= E. V. H. Emmett =

British newsreader and narrator (1902–1971)

E. V. H. Emmett as himself in The Arsenal Stadium Mystery (1939)

Edward Victor Henry Emmett, known as E. V. H. Emmett (17 June 1902, London – 7 June 1971, London), was a British newsreader. Though his main job was as a commentator for Gaumont British News, he was frequently used as a narrator for films from the 1930s to 1950s. In the first series of Dad's Army broadcast in 1968 he was the narrator over the humorous short Public Information Films of the platoon seen at the beginning of each episode. By the time of the colour episodes in 1969 the films had been discontinued.

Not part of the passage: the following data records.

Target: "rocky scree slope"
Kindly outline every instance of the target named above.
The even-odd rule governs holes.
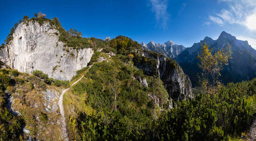
[[[13,39],[0,49],[0,61],[18,71],[31,73],[40,70],[49,77],[70,80],[76,71],[86,67],[92,48],[73,49],[59,41],[59,31],[49,23],[20,24]]]
[[[193,97],[189,77],[174,60],[146,50],[141,54],[134,58],[135,65],[147,75],[159,77],[170,98],[181,101]]]

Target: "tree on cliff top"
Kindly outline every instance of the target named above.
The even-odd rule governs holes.
[[[229,44],[222,50],[218,49],[214,54],[213,50],[209,48],[209,45],[205,42],[201,45],[201,52],[198,54],[197,58],[200,61],[199,64],[203,73],[200,81],[204,90],[209,90],[210,87],[219,86],[220,82],[219,77],[221,76],[220,71],[222,70],[224,65],[228,65],[228,61],[232,59],[231,47]],[[212,94],[213,93],[212,93]]]

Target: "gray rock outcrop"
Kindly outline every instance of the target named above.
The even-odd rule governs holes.
[[[152,59],[152,61],[155,61],[155,63],[136,62],[135,65],[148,75],[159,76],[171,99],[180,101],[193,97],[189,77],[175,60],[145,50],[142,55]]]
[[[49,23],[22,23],[13,39],[0,49],[0,61],[21,72],[40,70],[55,79],[70,80],[77,70],[87,66],[94,51],[64,47],[58,35],[59,31]]]

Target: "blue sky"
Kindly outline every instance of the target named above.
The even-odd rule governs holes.
[[[84,37],[127,36],[186,47],[224,31],[256,48],[256,0],[1,0],[0,42],[23,16],[41,11]]]

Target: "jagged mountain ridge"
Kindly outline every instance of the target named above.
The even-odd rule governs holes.
[[[87,66],[94,54],[94,49],[97,49],[97,47],[95,47],[95,48],[89,47],[81,49],[74,49],[74,47],[67,47],[66,42],[64,43],[59,40],[60,35],[63,34],[61,31],[60,31],[54,25],[50,24],[47,19],[45,19],[46,21],[43,23],[39,23],[34,19],[37,19],[32,18],[32,20],[22,22],[18,25],[13,33],[13,39],[4,48],[0,49],[0,61],[12,69],[17,69],[22,72],[31,74],[33,71],[39,70],[55,79],[71,80],[76,74],[77,70]],[[112,40],[110,38],[107,39],[105,41],[102,42],[105,44],[111,44],[109,43]],[[93,39],[96,40],[94,39]],[[135,46],[135,42],[136,43],[137,45],[135,46],[137,47],[136,47],[140,48],[135,49],[136,51],[132,50],[132,52],[135,52],[135,54],[143,50],[137,42],[134,42],[126,37],[119,36],[113,39],[123,40],[124,41],[130,40],[131,41],[129,42],[133,46]],[[116,41],[114,42],[116,42]],[[173,47],[176,46],[177,45],[168,41],[162,47],[164,49],[176,51],[176,50],[173,50],[174,47]],[[122,48],[123,47],[120,49]],[[130,47],[125,49],[129,50]],[[158,61],[158,67],[160,63],[162,62],[159,62],[159,58],[155,57],[153,59]],[[166,58],[164,60],[166,60]],[[168,65],[165,66],[166,62],[163,61],[162,63],[165,64],[165,67],[168,67]],[[143,65],[141,64],[140,65]],[[157,66],[152,67],[154,68]],[[192,97],[190,80],[186,77],[181,68],[178,66],[172,68],[171,70],[172,71],[165,74],[167,78],[172,78],[167,80],[165,80],[160,75],[163,71],[159,70],[159,73],[155,74],[164,81],[166,88],[170,90],[168,92],[170,97],[171,98],[173,93],[182,93],[185,94],[185,96],[178,96],[178,98],[177,97],[175,99],[182,100],[187,97],[187,94],[189,95],[188,97]],[[175,83],[174,81],[179,82]],[[169,83],[174,84],[170,85]],[[171,90],[170,87],[174,85],[176,88]]]
[[[210,48],[212,48],[214,52],[224,47],[228,43],[231,47],[232,59],[229,61],[229,65],[225,66],[221,72],[223,82],[240,82],[256,77],[255,73],[256,71],[256,51],[247,41],[237,39],[235,36],[223,31],[217,39],[214,40],[206,37],[200,42],[186,48],[175,58],[185,73],[189,76],[193,86],[198,83],[197,73],[201,72],[197,65],[198,61],[196,57],[204,41],[210,45]]]
[[[144,42],[142,42],[141,45],[145,50],[160,53],[171,58],[177,56],[185,48],[184,46],[177,45],[171,40],[168,41],[163,44],[155,43],[153,41],[151,41],[147,44],[145,44]]]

Emmett was born in Brixton in London in 1902, the son of Elizabeth Annie née Denyer (1871–) and Josephus Walter Victor Emmett (1872–1941), an insurance clerk. In addition to his work as a narrator Emmett was also a screenwriter for Under the Southern Cross (1957), Dance Hall (1950), Bothered by a Beard (1945, which he also produced and directed), The Lion Has Wings (1939) and Sabotage (1936), along with additional dialogue for Young Man's Fancy (1940), The Ware Case (1938) and Non-Stop New York (1937).

He married Ethel M Stanton (1897–) in 1929 in London. In 1939 the couple were living in Marylebone in London. The marriage was later dissolved. In 1949 he married Joyce Annette Stanley (1917–1997) in London.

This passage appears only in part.